The idea: a free, open source toolkit for grassroots news publishing that powers independent, community-focused journalism on shoestring budgets. Dummying ain't dead, it's just digital.
- Free. Done right Dummy would ensure the only technical cost for small publishers would be renewing their domain name
- Open source. Code that publishers can use and alter as they see fit
- Decentralised. Flexible enough to interact with all manner of third party platforms without being overly reliant on any of them
- Bypasses tech giants. Web monopolies have made a lot of things awful. Dummy would shift relationships from them to readers and the communities they belong to
- Facilitate multiple income streams. From patron schemes to advertising, make it simpler for build sustainable incomes
The first pass at this concept has the different Dummy segments largely entwined in one template, though with one eye on the possibility of their being separated into distinct parts that can be used on their own.
Getting this to work as one thing is a big enough job, but there's plenty of potential for pieces to break off and become useful in their own right.
A few such opportunities that come to mind...
A selection of components made specifically for news/editorial websites.
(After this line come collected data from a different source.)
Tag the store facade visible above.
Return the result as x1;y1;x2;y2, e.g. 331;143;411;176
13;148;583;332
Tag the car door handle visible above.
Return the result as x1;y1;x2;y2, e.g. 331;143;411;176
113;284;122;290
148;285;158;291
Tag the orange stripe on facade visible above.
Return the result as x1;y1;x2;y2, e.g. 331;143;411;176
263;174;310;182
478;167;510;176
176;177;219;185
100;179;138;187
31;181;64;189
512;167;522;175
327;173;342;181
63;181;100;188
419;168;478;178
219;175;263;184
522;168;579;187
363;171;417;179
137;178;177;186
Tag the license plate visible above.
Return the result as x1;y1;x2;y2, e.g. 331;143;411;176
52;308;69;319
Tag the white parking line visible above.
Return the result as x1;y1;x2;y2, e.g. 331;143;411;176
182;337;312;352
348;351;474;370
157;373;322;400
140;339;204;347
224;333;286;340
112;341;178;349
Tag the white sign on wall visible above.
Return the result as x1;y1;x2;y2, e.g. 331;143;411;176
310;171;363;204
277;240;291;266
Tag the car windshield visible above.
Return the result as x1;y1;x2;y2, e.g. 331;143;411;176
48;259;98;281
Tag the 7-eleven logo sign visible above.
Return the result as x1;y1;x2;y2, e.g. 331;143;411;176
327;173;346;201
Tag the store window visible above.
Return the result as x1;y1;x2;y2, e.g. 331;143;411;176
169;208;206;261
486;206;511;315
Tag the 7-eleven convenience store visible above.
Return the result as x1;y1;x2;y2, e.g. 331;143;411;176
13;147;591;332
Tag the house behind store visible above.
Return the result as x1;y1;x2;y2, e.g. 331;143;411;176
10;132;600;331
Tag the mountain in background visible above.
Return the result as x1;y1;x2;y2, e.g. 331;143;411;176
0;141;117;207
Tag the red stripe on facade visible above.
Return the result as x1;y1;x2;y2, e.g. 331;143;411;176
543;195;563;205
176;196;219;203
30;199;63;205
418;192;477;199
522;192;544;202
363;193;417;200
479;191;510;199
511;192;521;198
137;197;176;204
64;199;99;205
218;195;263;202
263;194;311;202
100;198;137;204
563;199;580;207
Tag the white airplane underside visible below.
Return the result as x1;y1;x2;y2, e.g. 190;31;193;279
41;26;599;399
The types of things it might include are:
- Content block
- Author details
- Article headers
- Masthead
- Navigation
- Ads
- Related/suggested content
- Homepage/front layouts
- Support prompts
The groundwork for this will grown organically in the initial template and if it feels worth it a time might come when they can be extracted to their own package.
Allow news websites to sell ad space directly to local businesses, bypassing established channels that lead to meagre payouts for publications and dreadful UI experiences for readers.
An intuitive, easy interface for managing content, authors, sections, media, publication details, etc. Leaning into headless solutions for the time being as this would be a rabbit hole but worth highlighting.
For all of these pieces to work together they need to be playing to the same tune. Should parts break off and be released as standalone packages then it would make sense make the common types and utils available too.
This is all very much a work in progress.